Grace and Felistas shared their stories to the assembled audience in the presence of the Minister of Youth, Sport, Arts and Recreation, Ms Kirsty Coventry; Swedish Ambassador to Zimbabwe, Ms Sophia Calltorp; the City of Harare Director of Health, Dr Clemence Duri; the UNFPA Country Representative, Dr Ester Muia and, the ILO Country Director for Zimbabwe and Namibia, Ms Hopolang Phororo; who had accompanied the Minister on ‘a look and learn’ visit. A good number of the beneficiaries were also present hoping to get an opportunity to tell their own stories of change.

The Tariro Project has employed at least 100 youths, who received technical skills as electricians, brick-layers, plumbers and pavers through ILO technical support. In addition, the youths were also sensitized on SRHR by UNFPA to improve on their health outcomes and were introduced to business development services to attune them to use their skills modelled along business approaches.

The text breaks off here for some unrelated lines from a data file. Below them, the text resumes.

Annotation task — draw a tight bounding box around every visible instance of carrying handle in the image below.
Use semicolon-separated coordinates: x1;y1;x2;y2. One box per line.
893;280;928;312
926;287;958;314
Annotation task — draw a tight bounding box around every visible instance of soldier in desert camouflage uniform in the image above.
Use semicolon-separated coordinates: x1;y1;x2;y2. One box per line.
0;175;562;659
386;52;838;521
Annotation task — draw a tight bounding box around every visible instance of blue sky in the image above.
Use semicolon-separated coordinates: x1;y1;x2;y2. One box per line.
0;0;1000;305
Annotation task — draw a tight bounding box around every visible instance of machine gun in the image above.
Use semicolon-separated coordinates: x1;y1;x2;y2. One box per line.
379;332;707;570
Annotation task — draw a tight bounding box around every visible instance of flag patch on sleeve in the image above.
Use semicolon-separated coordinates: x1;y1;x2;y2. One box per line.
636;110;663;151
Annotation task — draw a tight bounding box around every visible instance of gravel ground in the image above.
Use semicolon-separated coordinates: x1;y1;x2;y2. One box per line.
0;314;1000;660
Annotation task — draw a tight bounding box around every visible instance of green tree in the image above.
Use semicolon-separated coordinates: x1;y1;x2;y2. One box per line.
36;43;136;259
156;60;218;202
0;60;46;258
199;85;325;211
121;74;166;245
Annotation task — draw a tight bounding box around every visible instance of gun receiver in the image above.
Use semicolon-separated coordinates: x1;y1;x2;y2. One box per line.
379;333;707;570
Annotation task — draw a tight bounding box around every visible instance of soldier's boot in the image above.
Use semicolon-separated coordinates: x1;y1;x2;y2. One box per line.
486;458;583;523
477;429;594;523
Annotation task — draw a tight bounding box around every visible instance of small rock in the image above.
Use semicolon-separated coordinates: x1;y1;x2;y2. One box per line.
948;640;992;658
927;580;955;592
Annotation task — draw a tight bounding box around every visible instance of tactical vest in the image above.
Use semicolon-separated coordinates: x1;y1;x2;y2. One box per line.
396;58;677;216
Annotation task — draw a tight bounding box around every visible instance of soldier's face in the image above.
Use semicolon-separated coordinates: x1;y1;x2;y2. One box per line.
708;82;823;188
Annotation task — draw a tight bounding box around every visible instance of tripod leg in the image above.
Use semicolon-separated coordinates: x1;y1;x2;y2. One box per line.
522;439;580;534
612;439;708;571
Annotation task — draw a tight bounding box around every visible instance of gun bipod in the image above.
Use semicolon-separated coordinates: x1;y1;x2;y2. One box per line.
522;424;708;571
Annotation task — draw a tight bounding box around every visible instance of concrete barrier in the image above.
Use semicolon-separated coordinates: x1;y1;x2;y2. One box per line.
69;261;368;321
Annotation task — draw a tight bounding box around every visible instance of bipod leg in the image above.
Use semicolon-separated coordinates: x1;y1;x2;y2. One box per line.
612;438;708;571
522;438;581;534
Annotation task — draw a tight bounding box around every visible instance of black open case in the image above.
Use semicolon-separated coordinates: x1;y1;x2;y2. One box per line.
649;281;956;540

In pursuit of bringing hope to the youths of Hopley and with support from the Swedish Embassy, the International Labour Organisation (ILO), the United Nations Population Fund (UNFPA), Lafarge and City of Harare undertook an infrastructure and social development programme by providing technical and vocational training, resulting in the construction of Tariro Youth Centre and Health Services.